To vote is befitting of idiots.

It is as foolish as believing that men, of the same make as ourselves, will acquire in a moment, at the ringing of a bell, the knowledge and the understanding of everything. Of course it is so. Your elected person shall have to legislate on every subject under the moon; how a box of matches should or should not be made, or how to make war; how to improve the agriculture, or how best to kill a tribe of Arabs or a few Negroes.
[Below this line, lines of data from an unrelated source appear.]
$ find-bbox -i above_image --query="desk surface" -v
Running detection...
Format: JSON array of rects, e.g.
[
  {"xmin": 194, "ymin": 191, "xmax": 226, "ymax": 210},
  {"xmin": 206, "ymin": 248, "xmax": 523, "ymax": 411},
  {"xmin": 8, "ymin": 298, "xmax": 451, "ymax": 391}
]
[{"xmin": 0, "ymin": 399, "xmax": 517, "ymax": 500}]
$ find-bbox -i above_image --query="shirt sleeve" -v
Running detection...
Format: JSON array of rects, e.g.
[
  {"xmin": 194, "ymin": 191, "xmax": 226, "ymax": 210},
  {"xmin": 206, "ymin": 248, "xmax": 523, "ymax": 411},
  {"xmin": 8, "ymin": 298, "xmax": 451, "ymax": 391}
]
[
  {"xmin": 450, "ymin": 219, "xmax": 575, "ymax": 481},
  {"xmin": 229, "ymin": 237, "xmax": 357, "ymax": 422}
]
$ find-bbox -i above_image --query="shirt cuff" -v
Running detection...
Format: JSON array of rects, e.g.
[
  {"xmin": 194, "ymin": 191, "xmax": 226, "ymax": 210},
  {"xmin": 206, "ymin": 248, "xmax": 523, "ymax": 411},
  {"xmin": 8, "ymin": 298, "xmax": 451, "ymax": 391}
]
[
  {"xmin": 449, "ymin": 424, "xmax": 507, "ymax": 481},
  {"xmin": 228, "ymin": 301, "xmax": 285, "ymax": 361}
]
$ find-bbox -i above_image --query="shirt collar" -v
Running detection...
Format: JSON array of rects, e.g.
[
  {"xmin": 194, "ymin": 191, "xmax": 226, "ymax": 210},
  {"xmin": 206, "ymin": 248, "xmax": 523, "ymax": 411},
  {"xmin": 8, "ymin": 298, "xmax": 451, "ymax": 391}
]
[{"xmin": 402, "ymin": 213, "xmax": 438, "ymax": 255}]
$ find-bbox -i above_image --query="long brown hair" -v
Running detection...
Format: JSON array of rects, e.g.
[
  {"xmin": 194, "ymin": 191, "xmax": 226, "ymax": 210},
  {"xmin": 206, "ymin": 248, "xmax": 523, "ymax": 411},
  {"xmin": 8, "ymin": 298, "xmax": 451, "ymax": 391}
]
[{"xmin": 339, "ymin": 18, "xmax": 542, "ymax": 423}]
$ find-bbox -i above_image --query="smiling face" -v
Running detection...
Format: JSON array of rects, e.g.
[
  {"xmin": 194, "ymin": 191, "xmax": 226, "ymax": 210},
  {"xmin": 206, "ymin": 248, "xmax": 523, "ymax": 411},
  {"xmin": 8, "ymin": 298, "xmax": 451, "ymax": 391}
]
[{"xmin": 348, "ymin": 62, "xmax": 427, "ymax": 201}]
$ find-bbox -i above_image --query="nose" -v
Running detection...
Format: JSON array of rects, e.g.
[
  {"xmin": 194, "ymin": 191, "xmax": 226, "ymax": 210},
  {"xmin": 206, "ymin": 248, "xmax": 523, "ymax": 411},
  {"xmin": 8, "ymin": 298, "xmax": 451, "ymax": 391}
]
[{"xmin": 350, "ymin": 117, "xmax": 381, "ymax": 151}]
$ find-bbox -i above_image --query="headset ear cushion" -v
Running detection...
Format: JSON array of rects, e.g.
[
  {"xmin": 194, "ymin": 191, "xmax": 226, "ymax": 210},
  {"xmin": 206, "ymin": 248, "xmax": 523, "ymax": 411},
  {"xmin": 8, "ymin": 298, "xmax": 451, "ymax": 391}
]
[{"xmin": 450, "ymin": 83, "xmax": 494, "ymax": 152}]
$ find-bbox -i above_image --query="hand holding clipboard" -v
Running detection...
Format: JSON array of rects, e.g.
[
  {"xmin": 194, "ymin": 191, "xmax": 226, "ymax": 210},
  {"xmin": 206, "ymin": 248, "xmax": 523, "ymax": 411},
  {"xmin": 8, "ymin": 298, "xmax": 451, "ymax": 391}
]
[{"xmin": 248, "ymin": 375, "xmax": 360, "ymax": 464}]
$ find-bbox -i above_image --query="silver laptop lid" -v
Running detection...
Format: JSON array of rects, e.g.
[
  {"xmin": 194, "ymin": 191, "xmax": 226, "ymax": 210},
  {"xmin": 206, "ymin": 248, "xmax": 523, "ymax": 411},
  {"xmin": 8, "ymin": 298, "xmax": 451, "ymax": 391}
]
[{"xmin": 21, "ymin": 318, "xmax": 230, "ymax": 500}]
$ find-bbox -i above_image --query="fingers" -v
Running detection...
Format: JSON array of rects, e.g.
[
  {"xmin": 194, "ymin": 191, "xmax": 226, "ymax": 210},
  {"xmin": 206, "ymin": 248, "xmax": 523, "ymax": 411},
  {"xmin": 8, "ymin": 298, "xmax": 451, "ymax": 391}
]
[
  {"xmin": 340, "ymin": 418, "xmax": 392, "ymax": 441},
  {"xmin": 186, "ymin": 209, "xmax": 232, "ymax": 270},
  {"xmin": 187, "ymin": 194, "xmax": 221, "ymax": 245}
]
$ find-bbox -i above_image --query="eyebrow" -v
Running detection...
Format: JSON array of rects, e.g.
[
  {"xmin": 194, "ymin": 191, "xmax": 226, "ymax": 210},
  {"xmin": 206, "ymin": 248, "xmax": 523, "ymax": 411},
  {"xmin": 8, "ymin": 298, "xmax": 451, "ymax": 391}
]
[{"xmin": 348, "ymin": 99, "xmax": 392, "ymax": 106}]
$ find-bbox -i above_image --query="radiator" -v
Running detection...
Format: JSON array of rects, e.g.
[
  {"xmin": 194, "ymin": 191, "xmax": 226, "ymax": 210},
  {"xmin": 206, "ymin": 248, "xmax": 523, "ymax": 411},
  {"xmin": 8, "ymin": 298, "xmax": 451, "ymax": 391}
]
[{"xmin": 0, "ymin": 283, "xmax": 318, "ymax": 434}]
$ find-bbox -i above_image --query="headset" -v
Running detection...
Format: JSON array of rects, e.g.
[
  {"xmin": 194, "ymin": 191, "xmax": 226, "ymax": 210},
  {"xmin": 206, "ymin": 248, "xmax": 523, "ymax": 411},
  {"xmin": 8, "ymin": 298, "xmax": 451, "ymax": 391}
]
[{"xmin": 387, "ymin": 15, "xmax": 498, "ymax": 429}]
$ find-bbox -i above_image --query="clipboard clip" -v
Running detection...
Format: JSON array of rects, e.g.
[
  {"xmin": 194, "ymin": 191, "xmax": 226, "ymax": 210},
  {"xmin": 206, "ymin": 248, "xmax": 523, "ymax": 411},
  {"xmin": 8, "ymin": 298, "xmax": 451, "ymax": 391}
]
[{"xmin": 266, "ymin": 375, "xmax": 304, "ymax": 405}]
Probably you believe that their intelligence will grow in proportion to the variety of subjects they have to give their minds to; but history and experience teaches otherwise.

The possession of power has a maddening influence; parliaments have always wrought unhappiness.

In ruling assemblies, in a fatal manner, the will prevails of those below the average, both morally and intellectually.

To vote is to prepare shameful treachery and traitors.

Electors do certainly believe in the honesty of the candidates, and this is to a certain extent existing while the fervor and the heat of the contest remains.

But every day has its to-morrow. As soon as the conditions alter, likewise do men change. To-day your candidate bows humbly before your presence; to-morrow he will say "pish" to you. From a cadger of votes he has turned to be a master of yours.

How can a worker, enrolled by you amongst the ruling class, be the same as before, since now he can speak in terms of equality with the other oppressors? Look at the servility of any one of them, written all over his face, after paying a call to a "captain of industry," or when the King invites him to the ante-chamber of his court !

The atmosphere of the "House" is not for deep breathing; it is corrupt. If you send one of yourselves in a foul place, you must not be surprised afterwards if he comes back in a rotten condition.

Therefore, do not part with your freedom.

Don't vote!

Instead of entrusting the defence of your interests to Others, see to the matter by yourselves. Instead of trying to choose advisers that will guide you in future actions, do the thing yourselves, and do it now! Men of good will shall not have to look long in vain for the opportunity.

To put on others' shoulders the responsibility of one's actions is cowardice.

Don't vote!

between-the-lines said...

So you reckon that "DUP aren't too different from the conservative party, and won't make things better or worse"?

Ha ha, yeah, DUP look no worse if you're lucky enough to be a straight, white, Protestant Christian male who likes to see women, gays and Catholics kept in their traditional place. Or so long as your own life isn't affected by DUP extreme prejudices that make Cameron's Tories egalitarian by comparison, then, yeah, you can afford to be complacent about the dire effects that DUP influence would have.



Bristol Traffic said...

stevel says: Actually my dad was born in "the gavarghy road", Portadown Co. Armagh to a Catholic family; his mother -my grandmother- even grew up in a cottage that had an earth floor they were that poor. So I was aware of the details. I just didn't want to go into them.

To summarise: arguing about whether sesame street characters can hold hands on cakes is in fact a form of progress where 15 years earlier people were being shot because they believed in a slight variation on a fictional deity. Yes, the DUP are reactionary and bigoted: but so are a lot of the Conservative and Unionist Party -which is why I didn't feel it would make that much of a difference. Note also that it's been the Catholic church most strongly opposed to gay marriage in the mainland: the homophobia of the six counties spans the communities, and the

If you did want something looking at Ulster politics it would have to cover how it does now need to think about moving beyond nationalist/unionist splits to addressing other issues, though there's something ironic in how the mainland is almost going the same way. Maybe now Sinn Fein could copy the SNP and actually turn up at Westminster and the Catholic church stop opposing the DUP proposals to end segregated schools

Past coverage of NI, all with pics of my ancestral home town.

Unknown said...

I enjoyed your analysis, particularly of Lib Dem strategy over the last 5 years. With hindsight, your crystal ball could do with a bit of polishing ref "no majority for either party". Depressingly, it seems that the anti-SNP conservative tactic worked perfectly for them - for the time being at least.